Brian Shea: We are very close to Olana. We go there maybe once every two weeks for a walk. Depending on the weather, if we want to catch a sunset we just drive up and go. I do a lot of pro-bono work with Scenic Hudson. One project I’m really proud of, up the river from the Palisades, across from the Cloisters museum, it’s sort of a national historic view, just north of the George Washington Bridge. LG was going to build this disgusting ten, twelve story glass corporate office tower. Scenic Hudson came to me and said, “Can we do anything to combat what they are about to do?” And I said, “Sure.” So I took their square foot program and I researched historically that traditional Korean architecture is all based on courtyards, so I said, let’s do a courtyard corporate office complex and not go above the tree line. So then you wouldn’t see it. You wouldn’t see it from the river or from the Cloisters. So I had to present it to LG and they came back with, “We can’t do that.
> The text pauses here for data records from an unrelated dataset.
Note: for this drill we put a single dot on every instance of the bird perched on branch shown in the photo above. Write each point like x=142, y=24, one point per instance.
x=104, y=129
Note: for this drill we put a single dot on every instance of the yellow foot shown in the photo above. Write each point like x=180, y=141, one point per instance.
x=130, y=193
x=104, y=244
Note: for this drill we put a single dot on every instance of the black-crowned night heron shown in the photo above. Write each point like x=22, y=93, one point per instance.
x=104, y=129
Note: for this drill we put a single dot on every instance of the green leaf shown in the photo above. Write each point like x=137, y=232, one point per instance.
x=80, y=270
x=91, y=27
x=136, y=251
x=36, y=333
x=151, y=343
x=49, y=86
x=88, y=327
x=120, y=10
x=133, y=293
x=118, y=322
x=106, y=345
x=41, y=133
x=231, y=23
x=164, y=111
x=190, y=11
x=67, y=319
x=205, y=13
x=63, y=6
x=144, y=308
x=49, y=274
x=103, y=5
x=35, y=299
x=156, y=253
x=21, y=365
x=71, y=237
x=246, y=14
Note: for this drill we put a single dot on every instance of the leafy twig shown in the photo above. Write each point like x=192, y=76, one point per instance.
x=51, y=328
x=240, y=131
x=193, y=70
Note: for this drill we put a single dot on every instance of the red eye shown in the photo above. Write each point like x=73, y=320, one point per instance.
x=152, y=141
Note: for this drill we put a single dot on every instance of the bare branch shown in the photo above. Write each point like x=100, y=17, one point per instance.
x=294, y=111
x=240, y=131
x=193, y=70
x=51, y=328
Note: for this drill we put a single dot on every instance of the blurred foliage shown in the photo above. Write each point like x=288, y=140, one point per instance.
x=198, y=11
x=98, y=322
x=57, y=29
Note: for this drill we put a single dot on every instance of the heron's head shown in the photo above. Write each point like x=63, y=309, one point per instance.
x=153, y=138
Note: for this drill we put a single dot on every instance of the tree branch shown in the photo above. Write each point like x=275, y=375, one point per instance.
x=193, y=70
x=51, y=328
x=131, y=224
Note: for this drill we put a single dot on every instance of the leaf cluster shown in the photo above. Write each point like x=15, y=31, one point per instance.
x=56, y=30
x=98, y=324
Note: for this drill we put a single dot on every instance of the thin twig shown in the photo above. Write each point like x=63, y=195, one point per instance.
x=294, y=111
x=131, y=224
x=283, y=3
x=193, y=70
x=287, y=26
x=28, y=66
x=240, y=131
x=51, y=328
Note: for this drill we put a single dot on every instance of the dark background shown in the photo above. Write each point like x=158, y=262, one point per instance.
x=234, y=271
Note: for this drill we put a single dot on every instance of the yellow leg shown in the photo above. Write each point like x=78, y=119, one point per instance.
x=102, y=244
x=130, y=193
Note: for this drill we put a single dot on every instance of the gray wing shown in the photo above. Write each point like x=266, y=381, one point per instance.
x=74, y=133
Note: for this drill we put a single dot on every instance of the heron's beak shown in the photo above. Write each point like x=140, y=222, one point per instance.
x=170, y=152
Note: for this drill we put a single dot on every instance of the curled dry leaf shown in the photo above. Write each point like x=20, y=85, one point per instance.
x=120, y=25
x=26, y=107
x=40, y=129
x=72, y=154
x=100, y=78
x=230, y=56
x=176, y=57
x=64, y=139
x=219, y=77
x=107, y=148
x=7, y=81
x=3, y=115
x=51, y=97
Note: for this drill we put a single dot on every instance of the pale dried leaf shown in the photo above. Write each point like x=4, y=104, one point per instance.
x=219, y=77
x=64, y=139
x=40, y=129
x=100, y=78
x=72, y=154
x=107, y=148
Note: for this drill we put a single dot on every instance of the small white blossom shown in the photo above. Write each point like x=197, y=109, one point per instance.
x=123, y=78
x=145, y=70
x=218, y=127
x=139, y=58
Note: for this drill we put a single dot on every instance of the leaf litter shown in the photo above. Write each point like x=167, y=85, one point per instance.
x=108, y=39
It’s not in our corporate culture,” blah blah blah. Then we worked with Scenic Hudson, at that time Lawrence Rockefeller was on the board, and a year later they come back and say, “We are going to build a three story courtyard scheme,” which is now under construction. We saved the view. That was all pro-bono work. That’s what I mean about doing work that has some public benefit.

Nicole Saraniero, Untapped Cities: I just went to Olana, Fredrick Church’s estate, for the first time recently. I wanted to go across to Thomas Cole’s house too but it was closed.

Brian Shea: That was my other pro-bono work for Scenic Hudson. I was asked to help develop the pedestrian connection between Thomas Cole’s house and Olana. I did these conceptual sketches and one of them I did was this pedestrian link and this new traffic rotary and open space design in the foot of the bridge. I didn’t present it but the head of the bridge authority presented it to Cuomo and he said, “I want to do this.” So he gave $10 million. The rotary is done, landscape is done. It used to be this ugly highway interchange on the ground and no one knew what lane to go in or where to turn and it took up a lot of space. So it’s all gone and now you can walk, there’s a cantilever walkway on the south side of the bridge, there’s bump outs for people to paint, and we’re going to put up correspondence between Cole and Church along the walk, then integrate in the carriage trails that take you up to Olana.

Nicole Saraniero, Untapped Cities: That’s amazing, I have to go back up and check it out. Thank you for sitting down with us!